You only have to listen to Harry Kane, Harry Maguire and Kieran Trippier — three of England's most senior players — to know what the squad is thinking ahead of facing the world champions.
“The quarter-final isn't what we've come here for," said captain Kane. “We've come here to go all the way. Maybe [in 2018] it was a mindset or a lack of belief, but I don't see that among this team. We believe in ourselves.”
Trippier said: “We believe, certainly as players, as individuals and a group. Of course we shouldn't be ashamed to say we want to win the World Cup.”
Maguire went even further. “Now there's a belief we've got to win this tournament,” said the centre-half.
"Belief," was also Southgate's immediate response when asked this morning for one quality his players would need tomorrow night.
It is coursing through this England squad, and this faith and sense of purpose is by far the biggest difference between now and four years ago. In Russia, and even at last summer's European Championship, many of the squad struggled to visualise themselves as world or European champions. Not any more.
There will be few significant differences between tomorrow's line-up and Southgate's XI against Italy at Wembley 18 months ago, aside from the inclusion of Jude Bellingham, and at least six of the team are likely to be the same as that Croatia semi-final.
But the squad now thinks differently and feels different, and England's new confidence is set to be reflected in their approach to the game.
Southgate went with five defenders against Croatia and Italy, and in both games England took an early lead before sitting back and absorbing blow after blow.
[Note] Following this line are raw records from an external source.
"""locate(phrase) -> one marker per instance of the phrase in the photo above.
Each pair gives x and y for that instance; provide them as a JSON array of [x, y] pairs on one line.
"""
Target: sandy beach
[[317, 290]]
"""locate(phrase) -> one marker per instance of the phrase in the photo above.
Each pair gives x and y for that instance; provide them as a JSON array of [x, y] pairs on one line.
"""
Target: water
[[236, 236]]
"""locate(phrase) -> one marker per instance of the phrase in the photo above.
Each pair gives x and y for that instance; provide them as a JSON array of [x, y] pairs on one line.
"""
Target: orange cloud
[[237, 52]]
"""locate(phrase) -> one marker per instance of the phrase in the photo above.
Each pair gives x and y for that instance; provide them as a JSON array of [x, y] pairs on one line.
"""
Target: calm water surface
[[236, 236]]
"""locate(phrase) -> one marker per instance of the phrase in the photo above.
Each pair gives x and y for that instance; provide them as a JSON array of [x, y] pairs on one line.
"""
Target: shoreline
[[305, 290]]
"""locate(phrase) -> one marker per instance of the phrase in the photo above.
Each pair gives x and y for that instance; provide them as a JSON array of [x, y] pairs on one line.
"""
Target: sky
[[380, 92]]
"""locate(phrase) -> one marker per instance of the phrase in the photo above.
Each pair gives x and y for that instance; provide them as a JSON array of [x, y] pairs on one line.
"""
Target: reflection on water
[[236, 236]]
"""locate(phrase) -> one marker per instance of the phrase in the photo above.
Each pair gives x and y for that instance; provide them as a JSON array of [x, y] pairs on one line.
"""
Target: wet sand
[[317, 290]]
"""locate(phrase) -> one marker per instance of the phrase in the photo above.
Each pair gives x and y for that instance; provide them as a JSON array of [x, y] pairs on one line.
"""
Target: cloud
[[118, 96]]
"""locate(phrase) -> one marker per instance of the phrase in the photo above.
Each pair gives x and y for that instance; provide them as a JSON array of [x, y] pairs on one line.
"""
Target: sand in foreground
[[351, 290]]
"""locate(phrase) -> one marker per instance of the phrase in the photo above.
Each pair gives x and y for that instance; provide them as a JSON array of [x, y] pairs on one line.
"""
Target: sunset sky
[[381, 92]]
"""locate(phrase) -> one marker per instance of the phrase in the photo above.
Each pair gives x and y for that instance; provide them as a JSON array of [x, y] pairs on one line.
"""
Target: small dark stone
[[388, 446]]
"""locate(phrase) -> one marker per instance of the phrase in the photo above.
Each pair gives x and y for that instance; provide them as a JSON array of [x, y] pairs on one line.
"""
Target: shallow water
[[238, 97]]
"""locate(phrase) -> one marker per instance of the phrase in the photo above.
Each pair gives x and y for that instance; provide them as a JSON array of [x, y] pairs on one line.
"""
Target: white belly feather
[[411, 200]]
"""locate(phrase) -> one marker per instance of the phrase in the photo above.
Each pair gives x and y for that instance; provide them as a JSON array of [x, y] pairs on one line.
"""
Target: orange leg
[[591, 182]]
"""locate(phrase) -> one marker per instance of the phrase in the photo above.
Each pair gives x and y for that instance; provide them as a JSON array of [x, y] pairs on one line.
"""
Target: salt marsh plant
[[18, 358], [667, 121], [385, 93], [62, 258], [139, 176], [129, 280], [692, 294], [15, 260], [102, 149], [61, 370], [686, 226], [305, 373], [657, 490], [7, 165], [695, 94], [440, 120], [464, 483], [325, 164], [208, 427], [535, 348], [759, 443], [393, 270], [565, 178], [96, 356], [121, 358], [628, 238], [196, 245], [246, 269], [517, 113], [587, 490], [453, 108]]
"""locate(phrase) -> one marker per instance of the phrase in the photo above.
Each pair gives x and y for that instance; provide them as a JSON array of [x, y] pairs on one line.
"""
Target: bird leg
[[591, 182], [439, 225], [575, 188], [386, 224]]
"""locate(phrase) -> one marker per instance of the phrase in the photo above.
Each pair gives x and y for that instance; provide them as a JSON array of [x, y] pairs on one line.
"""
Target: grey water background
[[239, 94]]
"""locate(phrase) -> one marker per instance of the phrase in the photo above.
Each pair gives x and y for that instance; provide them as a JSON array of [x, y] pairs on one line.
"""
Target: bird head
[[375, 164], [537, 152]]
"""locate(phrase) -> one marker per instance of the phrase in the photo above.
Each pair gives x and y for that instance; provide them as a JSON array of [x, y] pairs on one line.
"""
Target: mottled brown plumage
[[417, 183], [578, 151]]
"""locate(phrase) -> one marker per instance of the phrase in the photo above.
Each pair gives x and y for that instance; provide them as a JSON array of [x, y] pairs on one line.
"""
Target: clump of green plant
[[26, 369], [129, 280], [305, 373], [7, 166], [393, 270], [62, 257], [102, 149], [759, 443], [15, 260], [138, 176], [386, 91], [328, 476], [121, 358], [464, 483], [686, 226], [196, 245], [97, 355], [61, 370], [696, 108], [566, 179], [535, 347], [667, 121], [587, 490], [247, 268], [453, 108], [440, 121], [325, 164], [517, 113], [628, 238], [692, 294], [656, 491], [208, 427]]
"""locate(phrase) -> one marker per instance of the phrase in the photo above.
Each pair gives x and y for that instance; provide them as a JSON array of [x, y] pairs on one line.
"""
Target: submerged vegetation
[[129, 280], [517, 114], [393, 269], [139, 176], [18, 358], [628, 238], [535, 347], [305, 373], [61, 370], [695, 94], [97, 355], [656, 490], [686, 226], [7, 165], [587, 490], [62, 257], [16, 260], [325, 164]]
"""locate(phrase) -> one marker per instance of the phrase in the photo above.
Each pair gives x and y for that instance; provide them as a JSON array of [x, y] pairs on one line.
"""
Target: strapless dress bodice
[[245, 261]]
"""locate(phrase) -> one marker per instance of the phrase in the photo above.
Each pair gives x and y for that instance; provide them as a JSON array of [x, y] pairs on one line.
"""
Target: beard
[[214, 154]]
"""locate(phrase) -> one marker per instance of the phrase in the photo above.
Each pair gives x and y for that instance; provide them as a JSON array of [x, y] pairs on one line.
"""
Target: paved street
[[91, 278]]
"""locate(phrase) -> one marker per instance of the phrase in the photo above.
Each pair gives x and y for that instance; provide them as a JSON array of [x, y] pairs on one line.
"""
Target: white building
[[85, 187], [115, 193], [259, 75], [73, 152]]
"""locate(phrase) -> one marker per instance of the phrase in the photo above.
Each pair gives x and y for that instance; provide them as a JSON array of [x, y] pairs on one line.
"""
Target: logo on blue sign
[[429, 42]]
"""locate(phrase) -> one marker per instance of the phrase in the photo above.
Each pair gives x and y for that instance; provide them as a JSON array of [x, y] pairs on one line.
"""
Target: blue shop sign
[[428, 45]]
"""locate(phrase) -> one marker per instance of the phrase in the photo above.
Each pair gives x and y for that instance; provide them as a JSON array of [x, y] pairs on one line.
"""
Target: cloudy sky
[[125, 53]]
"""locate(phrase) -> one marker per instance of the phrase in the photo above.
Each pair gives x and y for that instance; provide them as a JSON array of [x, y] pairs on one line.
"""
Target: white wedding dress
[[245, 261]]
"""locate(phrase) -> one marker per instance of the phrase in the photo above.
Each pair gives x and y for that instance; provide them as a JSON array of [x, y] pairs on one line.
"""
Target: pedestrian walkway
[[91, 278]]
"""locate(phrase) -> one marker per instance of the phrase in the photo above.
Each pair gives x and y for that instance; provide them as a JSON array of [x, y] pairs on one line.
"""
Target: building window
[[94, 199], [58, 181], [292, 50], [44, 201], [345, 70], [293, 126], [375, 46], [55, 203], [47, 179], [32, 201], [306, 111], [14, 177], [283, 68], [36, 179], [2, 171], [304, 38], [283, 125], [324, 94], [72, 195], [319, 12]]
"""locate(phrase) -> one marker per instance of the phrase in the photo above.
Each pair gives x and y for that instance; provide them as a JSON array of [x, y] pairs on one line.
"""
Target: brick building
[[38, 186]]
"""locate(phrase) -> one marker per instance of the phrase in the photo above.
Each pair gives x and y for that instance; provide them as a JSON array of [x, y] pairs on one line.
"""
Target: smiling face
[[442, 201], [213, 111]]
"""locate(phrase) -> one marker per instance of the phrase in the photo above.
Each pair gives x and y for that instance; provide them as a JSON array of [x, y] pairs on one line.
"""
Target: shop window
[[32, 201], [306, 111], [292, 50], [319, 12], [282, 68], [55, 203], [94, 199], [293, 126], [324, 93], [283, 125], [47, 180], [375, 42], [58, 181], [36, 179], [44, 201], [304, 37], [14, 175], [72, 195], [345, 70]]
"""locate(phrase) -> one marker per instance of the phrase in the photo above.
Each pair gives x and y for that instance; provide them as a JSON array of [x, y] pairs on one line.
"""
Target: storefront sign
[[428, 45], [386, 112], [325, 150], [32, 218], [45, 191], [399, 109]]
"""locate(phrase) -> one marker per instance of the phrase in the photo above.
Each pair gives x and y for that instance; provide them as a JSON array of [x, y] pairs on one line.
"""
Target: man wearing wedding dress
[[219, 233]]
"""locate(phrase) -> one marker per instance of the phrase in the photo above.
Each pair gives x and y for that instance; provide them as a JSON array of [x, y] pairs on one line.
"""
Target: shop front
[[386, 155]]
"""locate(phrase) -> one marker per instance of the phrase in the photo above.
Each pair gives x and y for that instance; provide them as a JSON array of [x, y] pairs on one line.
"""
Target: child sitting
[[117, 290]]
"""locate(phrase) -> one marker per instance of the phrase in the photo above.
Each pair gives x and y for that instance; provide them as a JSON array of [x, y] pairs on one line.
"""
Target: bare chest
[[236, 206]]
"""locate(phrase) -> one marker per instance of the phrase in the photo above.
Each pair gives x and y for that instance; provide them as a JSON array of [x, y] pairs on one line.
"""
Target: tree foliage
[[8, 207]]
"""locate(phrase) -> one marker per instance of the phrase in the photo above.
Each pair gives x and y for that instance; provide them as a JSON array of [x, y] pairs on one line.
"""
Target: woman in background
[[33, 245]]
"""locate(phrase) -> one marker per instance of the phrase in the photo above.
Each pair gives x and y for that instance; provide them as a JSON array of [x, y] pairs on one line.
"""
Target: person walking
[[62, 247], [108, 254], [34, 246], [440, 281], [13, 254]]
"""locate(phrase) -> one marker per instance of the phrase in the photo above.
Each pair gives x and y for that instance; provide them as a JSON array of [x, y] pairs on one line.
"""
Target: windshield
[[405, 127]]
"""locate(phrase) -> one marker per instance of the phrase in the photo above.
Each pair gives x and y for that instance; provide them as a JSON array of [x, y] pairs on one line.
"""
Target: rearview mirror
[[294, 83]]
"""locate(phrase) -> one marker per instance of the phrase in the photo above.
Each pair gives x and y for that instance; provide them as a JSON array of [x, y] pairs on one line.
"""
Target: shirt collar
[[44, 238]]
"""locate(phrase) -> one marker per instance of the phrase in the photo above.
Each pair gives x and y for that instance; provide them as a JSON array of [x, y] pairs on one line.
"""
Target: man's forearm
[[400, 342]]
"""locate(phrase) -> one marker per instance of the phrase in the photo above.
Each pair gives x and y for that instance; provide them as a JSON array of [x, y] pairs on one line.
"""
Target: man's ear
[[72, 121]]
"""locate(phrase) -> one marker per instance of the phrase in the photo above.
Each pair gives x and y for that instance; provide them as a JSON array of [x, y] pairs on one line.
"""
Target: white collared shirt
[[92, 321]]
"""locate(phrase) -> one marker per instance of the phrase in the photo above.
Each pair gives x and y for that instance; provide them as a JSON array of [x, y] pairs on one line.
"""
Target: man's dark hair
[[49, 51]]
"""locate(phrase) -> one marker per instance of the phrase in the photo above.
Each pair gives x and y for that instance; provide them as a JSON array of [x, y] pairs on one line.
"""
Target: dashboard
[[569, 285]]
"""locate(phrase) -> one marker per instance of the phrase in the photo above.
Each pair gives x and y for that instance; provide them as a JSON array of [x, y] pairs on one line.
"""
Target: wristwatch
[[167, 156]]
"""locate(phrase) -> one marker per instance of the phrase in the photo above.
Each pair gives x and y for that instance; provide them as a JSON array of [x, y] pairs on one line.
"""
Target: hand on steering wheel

They eventually succumbed, albeit via the lottery of penalty kicks 18 months ago.
Against France, the manager is expected to stick with a back-four — with Bellingham afforded the freedom of the pitch to hurt France and Bukayo Saka and Phil Foden in support of Kane — and he wants his players to go for the jugular. Just as against Iran, Wales and Senegal, England will aim to quickly build on a lead.
Southgate's players feared Luka Modric, Ivan Perisic and Ivan Rakitic in Moscow, but here in Qatar they only respect Kylian Mbappe, Antoine Griezmann and Co.
The atmosphere in camp is remarkably relaxed and nothing about their routine will change.
In a year or perhaps two, Mbappe will finally outstrip Lionel Messi as the outright best player in the world, but England plan to push the 23-year-old onto the back foot and ensure France have the bigger defensive headaches.
Foden, Saka and Bellingham are more consistent now than they were at the Euros, more ready to hurt opponents and run games, while England have a wealth of senior players who have been on this stage and know how to win at club level.
The match may feel seismic — holders France, with one of the two best players at the tournament, facing England, who surely have the strongest squad in Qatar — but for Southgate and his squad it is just another quarter-final, their third since 2018.
The atmosphere in camp is remarkably relaxed and nothing about their routine ahead of the 7pm kick-off is set to change from the group stage.
Southgate will hold a meeting with the players at their base, the Souq Al-Wakra hotel, before the 45-mile journey around central Doha to Al Khor, and the colossal tent-like ground, built to hold nearly 70,000 fans and resemble the black-and-white striped homes of Qatar's nomadic, desert people.
In the dressing room, Jordan Pickford likes to take charge of the music — rave is his choice, always prompting groans from team-mates as the banter kicks off.
Jack Grealish and Foden always have a ball at their feet, often playing two-touch across the width of the dressing room. Kane will stretch, while others spend time getting a pre-match massage or drowning out Pickford's noise with their own headphones.
Above all, there will be a steely focus, and despite the magnitude of the occasion, there will surely be more tension in pubs and living rooms up and down England.
Belief will only get England so far against the holders, however, and Southgate has admitted that his side will have to be “close to perfect” to win.
A startling statistic underlines the scale of the challenge — England have never won a knockout game, in a World Cup or European Championship, against an elite nation away from Wembley. In that respect, 72 years of hurt on foreign soil, dating back to England's first World Cup in 1950, is on the line.
The players believe they are poised to make history and, in a reversal of the usual dynamic, there is perhaps more faith among the squad than the public.
If the fans have been scarred by 56 years of hurt and recent near-misses, England's current players have only been motivated by falling just short.